ASR technology enables microphone-equipped computing devices to interpret speech and thereby provide an alternative to conventional human-to-computer input devices such as keyboards or keypads. For example, vehicle telecommunications devices can be equipped with voice dialing features enabled by an ASR system. The ASR system typically includes a hands-free microphone to receive speech from an occupant of a vehicle. The hands-free microphone is usually located in a forward portion of a passenger compartment of the vehicle, such as in an instrument panel, an A-pillar molding, a rear view mirror assembly, a headliner, overhead console, or the like. Such a forward-positioned microphone is generally satisfactory to enable reliable recognition of speech from a driver.
A forward-mounted microphone may be susceptible to airflow noise due to local pressure variations in an air stream such as from windshield defroster vents, open windows, or open roofs. Accordingly, some ASR systems deploy complex digital signal processing and noise cancellation techniques, or multiple microphone arrays, to reduce the influence of airflow noise. But these approaches add cost and complexity to the ASR system. Therefore, windguards are often provided to ameliorate the effects of rapidly moving air over a microphone.

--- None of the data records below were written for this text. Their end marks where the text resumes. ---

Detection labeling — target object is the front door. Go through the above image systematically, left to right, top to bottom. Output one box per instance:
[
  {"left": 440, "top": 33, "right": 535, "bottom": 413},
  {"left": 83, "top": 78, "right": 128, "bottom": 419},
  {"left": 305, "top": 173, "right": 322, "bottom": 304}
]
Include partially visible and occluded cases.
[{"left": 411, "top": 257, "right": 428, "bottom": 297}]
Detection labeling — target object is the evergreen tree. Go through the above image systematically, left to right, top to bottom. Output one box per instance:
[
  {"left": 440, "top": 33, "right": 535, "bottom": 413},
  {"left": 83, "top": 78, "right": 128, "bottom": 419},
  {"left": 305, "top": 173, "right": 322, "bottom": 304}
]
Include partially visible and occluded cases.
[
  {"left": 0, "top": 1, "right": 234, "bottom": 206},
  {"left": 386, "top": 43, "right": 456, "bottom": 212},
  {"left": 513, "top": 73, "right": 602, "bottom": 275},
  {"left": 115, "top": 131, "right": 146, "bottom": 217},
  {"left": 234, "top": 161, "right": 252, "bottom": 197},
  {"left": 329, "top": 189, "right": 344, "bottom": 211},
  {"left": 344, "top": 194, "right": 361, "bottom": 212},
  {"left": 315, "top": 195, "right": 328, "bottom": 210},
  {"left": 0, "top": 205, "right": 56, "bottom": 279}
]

Many windguards are susceptible to Helmholtz resonance, which is a phenomenon of air resonance in a cavity. When air is forced past an acoustic inlet of a windguard, the air pressure inside tends to cyclically increase and decrease, thereby causing vibration and noise that a microphone can pick up, similar to the sound created when one blows across the top of an empty bottle. Thus, such resonant sound can produce poor signal-to-noise ratios from a microphone, thereby rendering conventional windguards counterproductive.